機を織っている自分が全く想像できなくて、昂は顔をしかめた。
「昂が一番上なんだから、昂が最初に決めたらいいよ」
自分が釘を刺したくせに、陽がしれっと言った。弟妹の希望を横取りするほどには、心を決められていないことを見透かされている。
昂は腹立たしさと、自分のふがいなさに、舌打ちしたい気分だった。
「じゃあさ」
空が急に口を挟んだ。
「俺、ちょっとガザに用事があるんだ。お前も一緒に行く?」
何がじゃあさか分からないが、空の突然の提案に、三人は口を開けて空を見た。
「何しに行くのよ?」
「なぜ昂と?」
同時に声を上げて空に詰め寄ったのは、昂ではなく、陽と夕だった。当の昂は状況が把握できず、空を見つめるばかりだ。
昔は、村を出ることは死別と同じだと考えられ、縁故の者は永遠の別れに涙したという。それほどのことだった。
今はそんなことはない。商売で外と行き来している者もいるし、知識技術を深めに、外に出る者もいる。
現に昂の父、信は、村の外で石師の仕事をすることもあり、その時は何週間か村から離れている。

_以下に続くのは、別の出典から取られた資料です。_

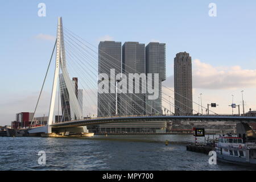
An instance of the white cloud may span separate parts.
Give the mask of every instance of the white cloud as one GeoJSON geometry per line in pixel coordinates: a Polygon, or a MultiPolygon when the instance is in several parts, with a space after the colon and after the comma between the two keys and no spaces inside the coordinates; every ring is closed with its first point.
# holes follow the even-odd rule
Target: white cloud
{"type": "Polygon", "coordinates": [[[54,36],[43,34],[39,34],[38,35],[35,36],[35,38],[36,39],[51,40],[51,41],[54,41],[56,39],[56,37],[54,36]]]}
{"type": "MultiPolygon", "coordinates": [[[[241,67],[213,67],[195,59],[192,62],[193,88],[234,89],[255,87],[256,69],[243,69],[241,67]]],[[[174,86],[174,76],[167,78],[163,84],[174,86]]]]}
{"type": "Polygon", "coordinates": [[[238,65],[214,67],[198,59],[192,65],[193,88],[230,89],[256,85],[256,69],[243,69],[238,65]]]}
{"type": "Polygon", "coordinates": [[[114,40],[113,38],[110,36],[109,36],[109,35],[104,35],[103,36],[100,37],[100,38],[98,38],[97,39],[97,40],[98,42],[99,42],[99,41],[105,41],[105,40],[109,40],[109,41],[110,41],[110,40],[114,40]]]}

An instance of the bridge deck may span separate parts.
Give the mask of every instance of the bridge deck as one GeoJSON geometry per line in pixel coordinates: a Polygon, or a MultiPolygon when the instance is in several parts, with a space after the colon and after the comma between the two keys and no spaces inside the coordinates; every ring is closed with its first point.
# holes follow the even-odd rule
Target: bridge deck
{"type": "Polygon", "coordinates": [[[86,118],[69,121],[52,125],[53,127],[78,127],[87,125],[95,125],[103,123],[127,122],[146,122],[152,121],[230,121],[230,122],[256,122],[256,117],[229,115],[137,115],[117,116],[86,118]]]}

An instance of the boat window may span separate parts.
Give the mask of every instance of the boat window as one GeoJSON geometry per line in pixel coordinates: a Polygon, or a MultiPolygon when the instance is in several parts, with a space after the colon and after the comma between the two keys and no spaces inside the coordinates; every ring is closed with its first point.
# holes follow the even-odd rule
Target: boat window
{"type": "Polygon", "coordinates": [[[230,154],[231,155],[233,155],[233,150],[229,150],[229,154],[230,154]]]}
{"type": "Polygon", "coordinates": [[[243,155],[243,152],[242,151],[241,151],[241,150],[239,151],[239,155],[240,155],[240,156],[241,156],[241,157],[244,156],[244,155],[243,155]]]}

それでも、基盤は村にある。自分の村での生業を獲得し、生活の基盤を村に置いた上で、何かの目的があって、村を出るのである。
しかし昂は何者でもない。生業を決めてもいない。
そんな人間を、何をしに連れて行くのだ。
意味が分からない。
三人の反応ももっともであった。
「薬草を届ける用事があるんだけどね、一人で行くのは寂しいんだよね」
空は頭を掻きながら、子どもみたいなことを言う。だいたい、今までも空は外に出ていたが、いつも一人だったではないか。
そう言うと、ああ、まぁね、とバツの悪い顔をした。
「まぁでも、昂、煮詰まってそうだったから、ちょっと外に出てみたほうがいいんじゃない?」
「ちょっとって」
昂が呆れた声を出す。針森はガザ帝国とアウローラ公国の国境にある。そしてどちらの首都からも離れている。どちらの国にとっても辺境にある。一番近くの町に行くだけで、数日かかる。
ちょっとお出かけでは、村を出られないのだ。
昂は助けを求めるように、青を見た。青なら、ちょっと変わった弟子の戯言を窘めてくれるはずだ。
青は昂と目が合うと、少し首を傾げて言った。
「いいんじゃないか」
青がはっきりそう言ったのを聞いて、昂は意味が理解できなかった。
いいというのは、なにがいいのだ?
「お前は、外の世界を見てきた方がいいかもしれん」
青はそう言うと、薬草を摘む作業に戻っていった。
「来週には立つからさ、考えといてよ」
空は軽くそう言うと、師匠とは少し離れたところに籠を置き、薬草を摘み始めた。
昂たちはなぜか黙って、二人の作業を見ていた。